How do you solve the below equation in some programming language of your choice?

(1-1/X)^Y

Easy!

But how about when X & Y are very big and X>>Y

e.g.

(1-1/X)^Y
where 
X = 10^40
Y = 10^12

Looks like it should be a simple enough problem, but getting around the double precision problem before applying the power is something I was not able to figure out.

Answer 1

Using GNU Octave the calculations are approximate:

octave:1> x = 10^40
x =  1.0000e+40
octave:2> y = 10^12
y =  1.0000e+12
octave:3> (1-1/x)^y
ans =  1

octave:8> exp(-(y/x + y /(2*x*x)))
ans =  1

Provided that the calculation made by Daniel Fischer is correct, the code to calculate exp(-(Y/X+ Y/(2*X*X))) in Java using BigDecimal is:

public static void main(String[] args) {
    BigDecimal x = new BigDecimal(10,MathContext.UNLIMITED).pow(40);
    BigDecimal y = new BigDecimal(10,MathContext.UNLIMITED).pow(12);

    BigDecimal twoXSquared = new BigDecimal(2,MathContext.UNLIMITED).multiply(x).multiply(x);
    BigDecimal yDividedByTwoXSquared = y.divide(twoXSquared);

    BigDecimal yDividedByX = y.divide(x);


    BigDecimal exponent = new BigDecimal(-1,MathContext.UNLIMITED).multiply(yDividedByX.add(yDividedByTwoXSquared));
    System.out.println(exponent.toEngineeringString());

    BigDecimal result = new BigDecimal(Math.E,MathContext.UNLIMITED).pow(exponent.intValue());

    System.out.println(result.toEngineeringString());

}

Answer 2

Well, (1 - 1/X)^Y = exp(Y*log(1 - 1/X)).

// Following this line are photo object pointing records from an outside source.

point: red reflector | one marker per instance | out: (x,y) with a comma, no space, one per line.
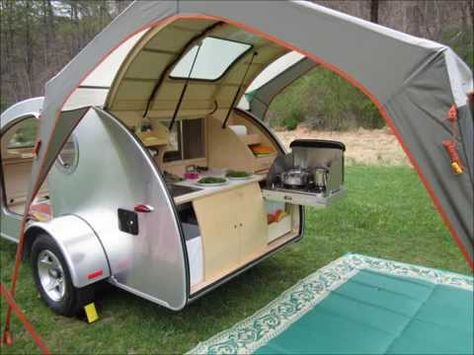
(143,208)
(95,274)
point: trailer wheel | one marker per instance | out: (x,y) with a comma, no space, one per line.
(53,279)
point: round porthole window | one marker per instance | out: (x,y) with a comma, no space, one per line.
(68,157)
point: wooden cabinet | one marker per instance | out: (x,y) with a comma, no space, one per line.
(233,228)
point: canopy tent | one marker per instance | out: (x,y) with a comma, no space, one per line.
(266,86)
(413,82)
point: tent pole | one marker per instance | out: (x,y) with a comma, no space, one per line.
(254,54)
(6,337)
(185,87)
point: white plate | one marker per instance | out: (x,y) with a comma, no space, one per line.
(240,178)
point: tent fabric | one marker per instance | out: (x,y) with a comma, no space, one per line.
(412,81)
(260,98)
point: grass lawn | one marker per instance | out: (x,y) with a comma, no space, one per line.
(387,213)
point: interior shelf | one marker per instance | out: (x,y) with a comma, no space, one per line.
(251,139)
(150,139)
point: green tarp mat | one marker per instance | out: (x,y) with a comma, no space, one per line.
(360,305)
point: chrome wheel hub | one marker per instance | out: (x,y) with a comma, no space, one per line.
(51,275)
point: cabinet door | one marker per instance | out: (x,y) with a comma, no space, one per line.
(252,222)
(217,219)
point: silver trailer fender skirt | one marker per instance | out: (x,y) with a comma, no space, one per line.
(80,246)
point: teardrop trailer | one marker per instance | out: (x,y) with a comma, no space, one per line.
(155,94)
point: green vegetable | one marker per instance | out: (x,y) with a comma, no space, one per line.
(212,180)
(234,173)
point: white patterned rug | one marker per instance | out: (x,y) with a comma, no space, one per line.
(252,334)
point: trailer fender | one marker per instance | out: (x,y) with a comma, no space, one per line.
(80,246)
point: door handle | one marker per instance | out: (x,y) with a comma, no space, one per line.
(143,208)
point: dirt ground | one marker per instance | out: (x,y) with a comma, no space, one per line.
(372,147)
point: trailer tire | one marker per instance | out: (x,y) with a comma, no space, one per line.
(53,279)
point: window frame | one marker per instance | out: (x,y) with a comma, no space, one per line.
(238,58)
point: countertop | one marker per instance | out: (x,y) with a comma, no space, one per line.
(208,190)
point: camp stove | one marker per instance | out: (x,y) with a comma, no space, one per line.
(312,175)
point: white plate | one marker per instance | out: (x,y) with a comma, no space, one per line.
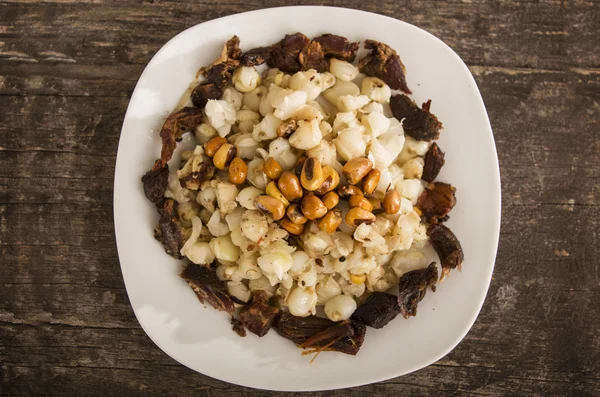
(200,337)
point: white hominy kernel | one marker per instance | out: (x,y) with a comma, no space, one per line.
(340,308)
(302,302)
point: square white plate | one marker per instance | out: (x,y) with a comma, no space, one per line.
(200,337)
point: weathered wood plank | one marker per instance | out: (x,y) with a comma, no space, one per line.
(67,69)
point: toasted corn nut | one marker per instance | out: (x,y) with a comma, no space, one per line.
(291,227)
(349,190)
(311,176)
(272,168)
(356,216)
(330,222)
(224,156)
(360,201)
(330,200)
(238,171)
(330,182)
(358,279)
(288,128)
(268,205)
(356,169)
(299,165)
(312,207)
(376,203)
(274,192)
(371,181)
(211,147)
(289,185)
(294,212)
(391,201)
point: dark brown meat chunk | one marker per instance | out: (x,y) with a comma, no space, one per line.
(436,201)
(238,327)
(194,180)
(447,246)
(419,124)
(312,57)
(208,287)
(284,54)
(383,62)
(155,182)
(379,309)
(322,334)
(434,161)
(339,47)
(218,74)
(258,316)
(177,124)
(413,287)
(255,56)
(169,230)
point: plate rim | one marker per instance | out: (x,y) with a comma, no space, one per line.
(495,228)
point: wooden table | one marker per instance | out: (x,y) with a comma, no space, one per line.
(67,70)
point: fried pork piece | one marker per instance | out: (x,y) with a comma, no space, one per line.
(312,57)
(413,287)
(155,182)
(208,287)
(169,230)
(436,201)
(218,74)
(177,124)
(258,316)
(434,161)
(285,53)
(419,124)
(339,47)
(255,56)
(447,246)
(383,62)
(321,333)
(238,327)
(379,309)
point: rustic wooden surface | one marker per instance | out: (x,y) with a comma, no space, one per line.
(67,69)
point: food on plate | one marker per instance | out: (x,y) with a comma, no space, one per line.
(303,203)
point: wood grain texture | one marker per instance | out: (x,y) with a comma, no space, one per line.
(67,69)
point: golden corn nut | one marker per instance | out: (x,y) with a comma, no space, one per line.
(311,176)
(291,227)
(331,180)
(356,169)
(330,222)
(272,168)
(371,181)
(358,279)
(349,190)
(268,205)
(224,156)
(391,201)
(294,213)
(360,201)
(274,192)
(289,185)
(312,207)
(238,170)
(357,216)
(211,147)
(330,200)
(288,128)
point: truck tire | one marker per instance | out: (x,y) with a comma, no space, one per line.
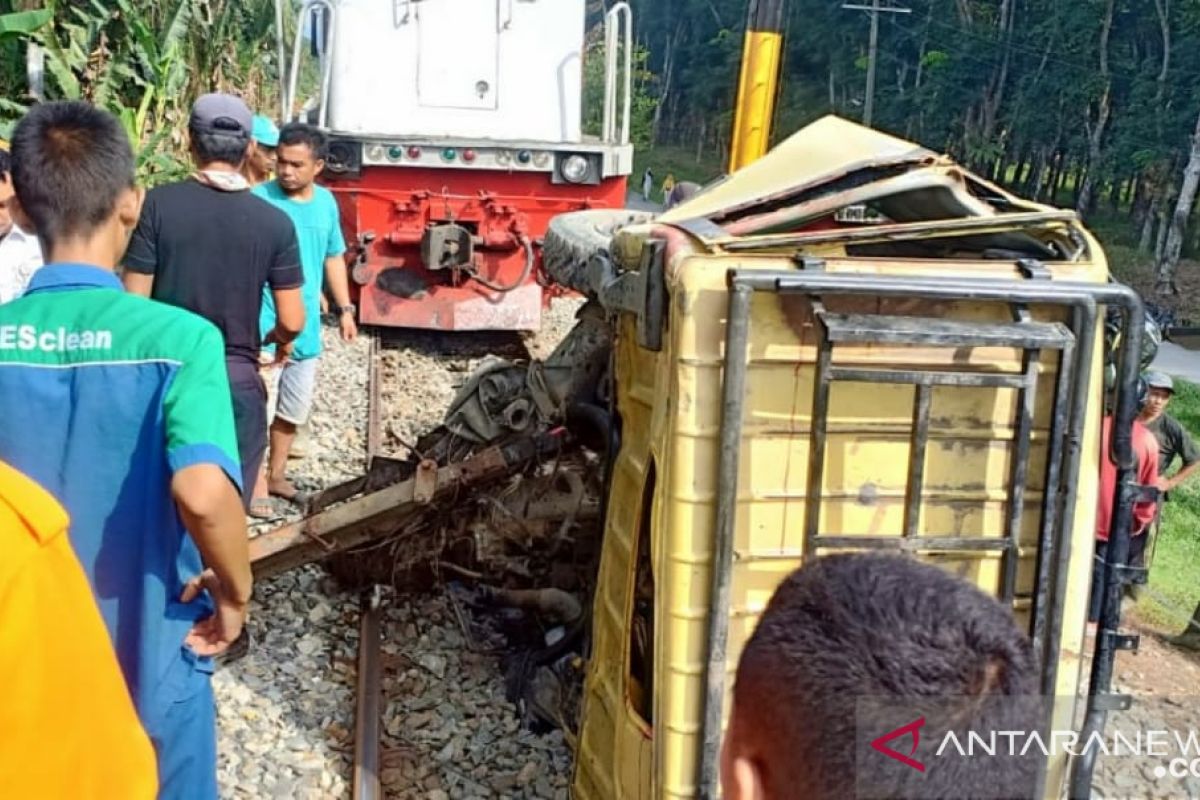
(571,239)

If X is very large, and much larger than Y, you can approximate the logarithm with

log(1 - 1/x) = -1/x -1/(2*X^2) + O(1/X^3)

and calculate

exp(-(Y/X+ Y/(2*X*X)))

If X isn't that much larger than Y, using a third or even fourth term of the Taylor series of the logarithm may be necessary.